Juvenile (Type-1) Diabetes (T1D)

The Disease

Diabetes has become an epidemic. Currently 62 million adult diabetes patients live in North America, 66 million in the European Community (EC), 73 million in India and 110 million in China. The prevalence of diabetes is increasing, and Asian countries are thought to demonstrate the highest increase.
The T1D community in Northern America includes 5 million Americans. Eight million T1D are leaving in Europe, 4 millions in India and the numbers are on the rise by an annual factor of 3.4%.
Diabetes is a major cause of severe clinical complications. It is direct cause of blindness, kidney failure, heart attacks, stroke and lower limb amputation. Overall, about 4 million deaths are reported annually as direct cause of the disease.
Besides human burden described by premature mortality and lower quality of life, diabetes also imposes a significant economic impact on healthcare systems. International economic burden is huge and the total world annual disease-related expenditure exceeds 700B$. In China, most of new T1D cases are diagnosed in adults which is forecasted to further increase the economic burden.

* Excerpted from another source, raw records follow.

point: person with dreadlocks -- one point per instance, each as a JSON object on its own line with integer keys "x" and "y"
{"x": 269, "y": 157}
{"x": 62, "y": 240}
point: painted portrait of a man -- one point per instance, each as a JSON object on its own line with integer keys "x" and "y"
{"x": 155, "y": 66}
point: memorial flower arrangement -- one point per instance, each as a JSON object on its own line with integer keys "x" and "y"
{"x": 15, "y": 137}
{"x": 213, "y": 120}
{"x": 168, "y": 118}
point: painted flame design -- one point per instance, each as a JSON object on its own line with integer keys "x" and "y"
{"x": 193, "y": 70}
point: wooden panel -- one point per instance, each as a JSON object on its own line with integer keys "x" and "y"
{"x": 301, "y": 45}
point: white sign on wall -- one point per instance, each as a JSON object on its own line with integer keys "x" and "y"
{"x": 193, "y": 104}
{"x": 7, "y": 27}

T1D is characterized by the inability of the pancreatic islets to produce insulin. Therefore, insulin is the only treatment for this type of the disease. The hormone is administered into the subcutis using hypodermic injection or pump driven perfusion following self-monitoring of blood glucose using finger-stick blood samples, test strips or portable meters. The procedure is both annoying and time consuming. Moreover, insulin overdose is a direct cause of life-threatening low blood glucose (hypoglycemia).

Curing T1D

Insulin therapy is considered as a treatment for T1D, not as a cure of the disease. Organ transplantation, in the form of whole organ or islets only is currently the only available methods to cure diabetes.

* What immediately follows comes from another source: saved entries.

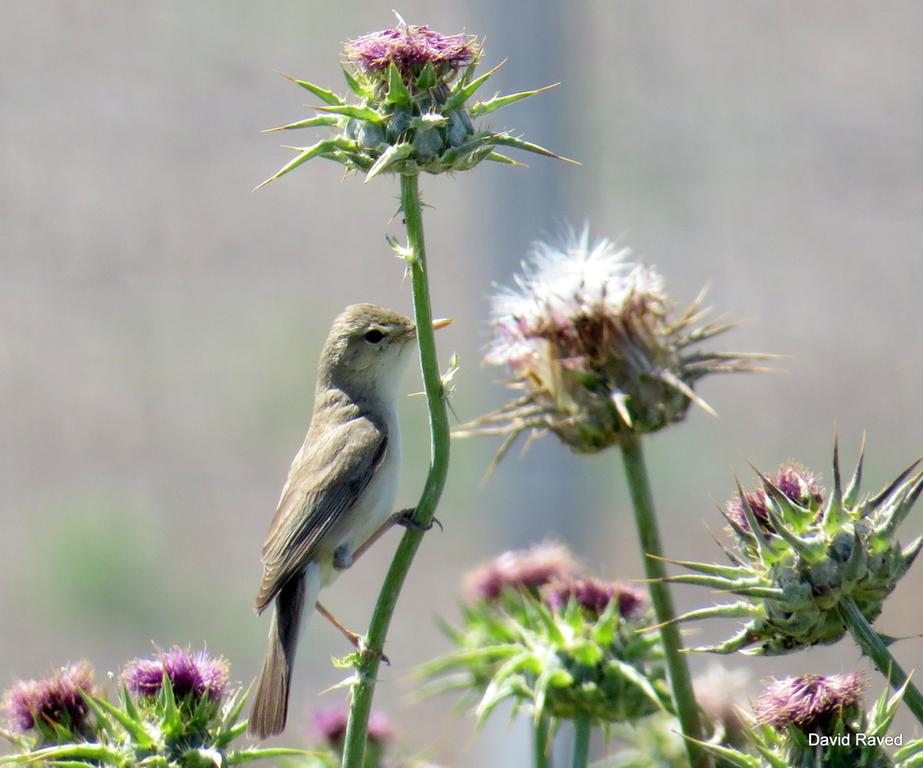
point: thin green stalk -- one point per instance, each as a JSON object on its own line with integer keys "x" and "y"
{"x": 687, "y": 711}
{"x": 582, "y": 731}
{"x": 542, "y": 743}
{"x": 874, "y": 647}
{"x": 367, "y": 667}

Clinical islets transplantation from deceased donors was established in the early 90’s as an experimental protocol by Prof Paul Lacy (Missouri). However, success rate was low. A decade later, a group from Edmonton, led by Prof James Shapiro, established a steroid-free immunosuppression therapy. Using this protocol, they greatly improved long-term viability and performance of transplanted islets. Transplanted patients are reported as normoglycemic and insulin-free for a few-year period.

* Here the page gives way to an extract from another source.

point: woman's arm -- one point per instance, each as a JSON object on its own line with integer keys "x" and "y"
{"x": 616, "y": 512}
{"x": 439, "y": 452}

Two major drawbacks are associated with the Edmonton protocol. Firstly, it is dependent on large number of donor islets – average of 2 donors per patient. In a world of large shortage of donor organs this fact severely limits number of transplantations. Secondly, in order to prevent rejection by the host immune system, life-long use of immunosuppressive drugs is a mandatory request. Notably, long-term use of these drugs is associated with significant morbidity (e.g. malignancies, hypertension, and opportunistic infection). As a result, human allogeneic islet transplantation has not been widely adopted by the medical community. Limited number of clinical procedures have been performed globally during a period of almost two decades.